Laporan Diskusi 70 Tahun
Kemerdekaan RI
"Menuju
Usia 100 Tahun Indonesia"
Bergerak
Segera, Strategi Tepat
KOMPAS, 02 Oktober 2015 |
Pertumbuhan ekonomi Indonesia
triwulan II-2015 sebesar 4,67 persen lebih rendah daripada triwulan I-2015 sebesar
4,72 persen. Hal itu menguatkan tren pelambatan pertumbuhan ekonomi yang
terus berlanjut.
Pada triwulan I-2011, produk
domestik bruto (PDB) Indonesia tumbuh 6,5 persen. Namun, pada triwulan
berikutnya hingga triwulan II-2015 pertumbuhan PDB terus turun.
Defisit
transaksi berjalan
Dari sisi transaksi berjalan,
Indonesia mulai defisit sejak triwulan IV-2011. Secara tahunan, neraca
transaksi berjalan defisit 2,8 persen daripada PDB 2012, defisit 3,3 persen
daripada PDB 2013, dan defisit 2,9 persen daripada PDB akhir 2014. Transaksi
berjalan dihitung dari ekspor dan impor barang, jasa, serta pendapatan.

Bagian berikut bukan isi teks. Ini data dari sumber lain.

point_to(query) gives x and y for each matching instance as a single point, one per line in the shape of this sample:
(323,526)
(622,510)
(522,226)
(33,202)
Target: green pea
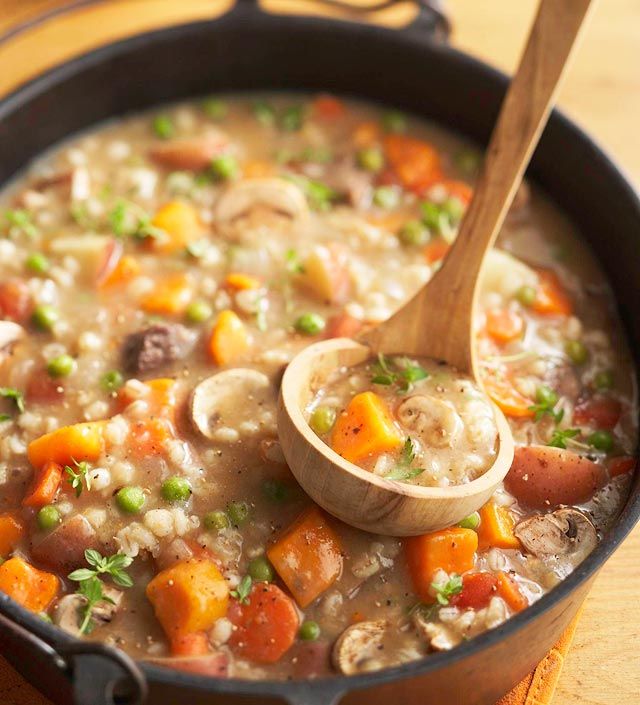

Kondisi defisit berarti Indonesia memerlukan dollar AS untuk membayar impor
yang lebih besar daripada ekspor sebab dollar yang diperoleh dari ekspor tidak
mencukupi kebutuhan.
Di sisi lain, utang luar negeri
Indonesia meningkat pesat, terutama utang swasta. Besar utang swasta yang
pada akhir 2011 sebesar 83,789 miliar dollar AS meningkat 27 persen menjadi
106,732 miliar dollar AS pada akhir 2012. Akhir 2013, utang luar negeri
swasta meningkat 18,28 persen menjadi 126,245 miliar dollar AS.

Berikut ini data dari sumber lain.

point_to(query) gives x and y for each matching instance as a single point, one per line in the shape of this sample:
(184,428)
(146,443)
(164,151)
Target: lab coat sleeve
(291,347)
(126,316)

Indonesia adalah pengimpor bahan
baku atau bahan penolong dan barang modal. Bahan baku dan penolong umumnya
dibutuhkan industri manufaktur. Barang modal, antara lain, berupa mesin
pabrik. Pada Januari-Agustus 2015, nilai impor 96,3 miliar dollar AS yang
75,54 persennya berupa bahan baku dan bahan penolong dan 16,97 persen barang
modal.
Ekspor Indonesia pada
Januari-Agustus 2015 mencapai 101,52 miliar dollar AS yang 12,6 persennya
berupa ekspor migas. Keseluruhan, ekspor didominasi industri pengolahan,
yakni 70,44 persen dari total ekspor.
Namun, perekonomian Indonesia
masih terpusat di Jawa. Per triwulan II-2015, Jawa menyumbang produk domestik
regional bruto (PDRB) 58,35 persen. Berikutnya, Sumatera menyumbang 22,31
persen. Dengan jumlah penduduk lebih dari 240 juta jiwa, Indonesia merupakan
pasar menggiurkan bagi barang konsumsi. Apalagi, mengacu pada data McKinsey
tahun 2012, ada 45 juta orang yang masuk kelompok masyarakat kelas konsumsi.

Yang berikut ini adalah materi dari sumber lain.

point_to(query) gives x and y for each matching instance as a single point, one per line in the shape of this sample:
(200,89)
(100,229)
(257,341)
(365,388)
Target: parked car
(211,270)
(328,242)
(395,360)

Dari jumlah sebanyak itu, 55 juta orang merupakan pekerja berketerampilan.
Sebanyak 53 persen penduduk akan tinggal di perkotaan yang menyumbang 74
persen PDB.
McKinsey juga menyebutkan, akan
ada 135 juta penduduk dalam kelompok konsumsi pada 2030. Sementara jumlah
pekerja berketerampilan sebanyak 113 juta orang. Sebanyak 71 persen penduduk
perkotaan akan menyumbang 86 persen PDB.
Dengan kondisi seperti itu,
Indonesia menjadi pasar sekaligus memiliki peran penting dalam perekonomian
dunia, dengan catatan, Indonesia bisa memanfaatkan peluang yang tersedia.
Strategi
industrialisasi
Lembaga Demografi Universitas
Indonesia memperkirakan, jumlah penduduk Indonesia pada 2045 mencapai 321,86
juta jiwa. Pertambahan jumlah penduduk itu berhadapan dengan fakta
pertambahan jumlah tenaga kerja yang ternyata tak sebanding. Elastisitas atau
penyerapan tenaga kerja dalam pertumbuhan ekonomi juga tak sebesar target,
bahkan cenderung merosot. Pada 2014, setiap 1 persen pertumbuhan ekonomi hanya
menyerap 120.000 tenaga kerja dan dalam APBN Perubahan 2015 ditargetkan
menyerap 250.000 tenaga kerja.
Dengan tantangan itu, Indonesia
harus memiliki strategi tepat. Ditilik dari struktur perdagangan, Indonesia
semestinya memiliki siasat menekan impor bahan baku dan bahan penolong dengan
menyusun industri substitusi impor agar bisa keluar dari kebutuhan dollar
dalam jumlah besar untuk membayar impor. Industrialisasi tersebut harus
dikembangkan juga untuk keperluan ekspor, menggantikan ekspor komoditas selama
ini.
Solusi lain, Indonesia
mengembangkan industri pengolahan menggunakan bahan baku dan bahan penolong
yang tersedia di dalam negeri. Misalnya, industri pengolahan hasil laut,
perikanan, perkebunan, dan pertanian yang selama ini belum digarap optimal.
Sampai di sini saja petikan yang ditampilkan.